Even were we to ignore that the statements purporting to justify an order compelling Calcor to produce its documents and other materials are unverified, they still fail. There is an absence of specific facts relating to each category of materials sought to be produced; the justifications offered for the production are mere generalities. The very vice of the subpoena's promiscuity is well illustrated by Thiem's inability to provide focused, fact-specific justifications for its demands. The noted generality of the subpoena's definitions, instructions and categories which merely add up to a demand Calcor produce everything in its possession having anything to do with gun mounts, precludes Thiem from demonstrating any particular item or category in fact constitutes or contains matter which "is itself admissible in evidence or appears reasonably calculated to lead to the discovery of admissible evidence." (§ 2017, subd. (a).) The purported justification for imposing this great burden on Calcor necessarily suffers from the same generality as the subpoena itself.

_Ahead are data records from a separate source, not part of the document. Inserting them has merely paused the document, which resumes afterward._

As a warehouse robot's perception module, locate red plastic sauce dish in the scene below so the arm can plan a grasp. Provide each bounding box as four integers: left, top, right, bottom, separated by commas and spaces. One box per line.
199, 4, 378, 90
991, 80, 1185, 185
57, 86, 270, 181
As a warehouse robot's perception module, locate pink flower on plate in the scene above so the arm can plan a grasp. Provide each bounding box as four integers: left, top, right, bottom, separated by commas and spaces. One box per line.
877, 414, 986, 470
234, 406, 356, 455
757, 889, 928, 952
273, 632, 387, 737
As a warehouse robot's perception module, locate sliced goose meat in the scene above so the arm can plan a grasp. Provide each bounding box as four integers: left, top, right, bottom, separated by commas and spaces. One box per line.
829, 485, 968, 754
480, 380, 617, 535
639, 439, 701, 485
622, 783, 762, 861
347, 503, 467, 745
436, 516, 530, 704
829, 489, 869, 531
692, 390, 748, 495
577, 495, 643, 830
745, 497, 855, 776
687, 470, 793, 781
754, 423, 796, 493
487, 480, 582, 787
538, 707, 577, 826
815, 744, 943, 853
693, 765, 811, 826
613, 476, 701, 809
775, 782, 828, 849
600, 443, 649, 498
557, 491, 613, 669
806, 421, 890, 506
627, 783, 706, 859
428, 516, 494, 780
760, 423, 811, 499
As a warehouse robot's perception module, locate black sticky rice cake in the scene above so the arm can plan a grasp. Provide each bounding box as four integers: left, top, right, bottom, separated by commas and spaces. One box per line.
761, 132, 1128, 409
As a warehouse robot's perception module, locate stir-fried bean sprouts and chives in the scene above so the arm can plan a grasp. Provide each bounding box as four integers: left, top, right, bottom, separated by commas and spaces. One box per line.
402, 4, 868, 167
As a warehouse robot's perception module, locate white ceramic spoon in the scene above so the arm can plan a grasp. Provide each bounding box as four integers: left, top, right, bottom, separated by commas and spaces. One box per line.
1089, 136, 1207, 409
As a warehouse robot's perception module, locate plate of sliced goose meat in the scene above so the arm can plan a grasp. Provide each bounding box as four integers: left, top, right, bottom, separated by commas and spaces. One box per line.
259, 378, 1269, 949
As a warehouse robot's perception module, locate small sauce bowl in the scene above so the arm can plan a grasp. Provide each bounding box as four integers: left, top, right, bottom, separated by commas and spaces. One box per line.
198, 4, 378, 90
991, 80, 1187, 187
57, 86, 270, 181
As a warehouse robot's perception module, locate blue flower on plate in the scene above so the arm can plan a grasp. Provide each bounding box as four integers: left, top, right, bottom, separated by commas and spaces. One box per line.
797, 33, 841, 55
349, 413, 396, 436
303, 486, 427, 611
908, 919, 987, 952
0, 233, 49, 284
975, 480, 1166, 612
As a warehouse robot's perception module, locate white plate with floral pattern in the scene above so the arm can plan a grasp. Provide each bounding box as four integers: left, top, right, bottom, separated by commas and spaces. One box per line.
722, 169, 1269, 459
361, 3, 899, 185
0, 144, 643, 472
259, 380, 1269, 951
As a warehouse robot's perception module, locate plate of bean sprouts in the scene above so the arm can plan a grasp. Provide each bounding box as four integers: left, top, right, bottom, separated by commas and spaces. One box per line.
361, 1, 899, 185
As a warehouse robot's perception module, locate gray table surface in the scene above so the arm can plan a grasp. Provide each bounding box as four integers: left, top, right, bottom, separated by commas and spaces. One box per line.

Although appellate courts have frequently stated "fishing expeditions" are permissible in discovery, there is a limit. As noted in Gonzalez v. Superior Court (1995) 33 Cal. App. 4th 1539 [39 Cal. Rptr. 2d 896], "These rules are applied liberally in favor of discovery ( Colonial Life & Accident Ins. Co. v. Superior Court (1982) 31 Cal. 3d 785, 790), and (contrary to popular belief), fishing expeditions are permissible in some cases." (Id. at p. 1546.) However, early in the development of our discovery law our Supreme Court recognized the limits on such "fishing expeditions." In  [*225] Greyhound Corp. v. Superior Court (1961) 56 Cal. 2d 355 [15 Cal. Rptr. 90, 364 P.2d 266], the seminal case in California civil discovery, the court gave examples of improper "fishing" WHICH CLEARLY APPLY HERE: "The method of 'fishing' may be, in a particular case, entirely improper (i.e., insufficient identification of the requested information to acquaint the other party with the nature of information desired, attempt to place the burden and cost of supplying information equally available to both solely upon the adversary, placing more burden upon the adversary than the value of the information warrants, etc.). Such improper methods of 'fishing' may be (and should be) controlled by the trial court under the powers granted to it by the statute." ( Id. at pp. 384-385.) . . .

 

(Calcor Space Facility, supra, 53 Cal.App.4th at 223-25 [bold emphasis and underlining added].)

           Here, Plaintiff seeks to compel non-party Rossmoyne, Inc. to produce 30 categories of documents set forth in the deposition subpoena. Plaintiff did not make a specific showing of good cause for production of these documents.

           The hearing is CONTINUED to September 30, 2022 at 8:30 AM. Plaintiff is to submit a separate statement setting forth good cause for production of each category of documents by September 21, 2022.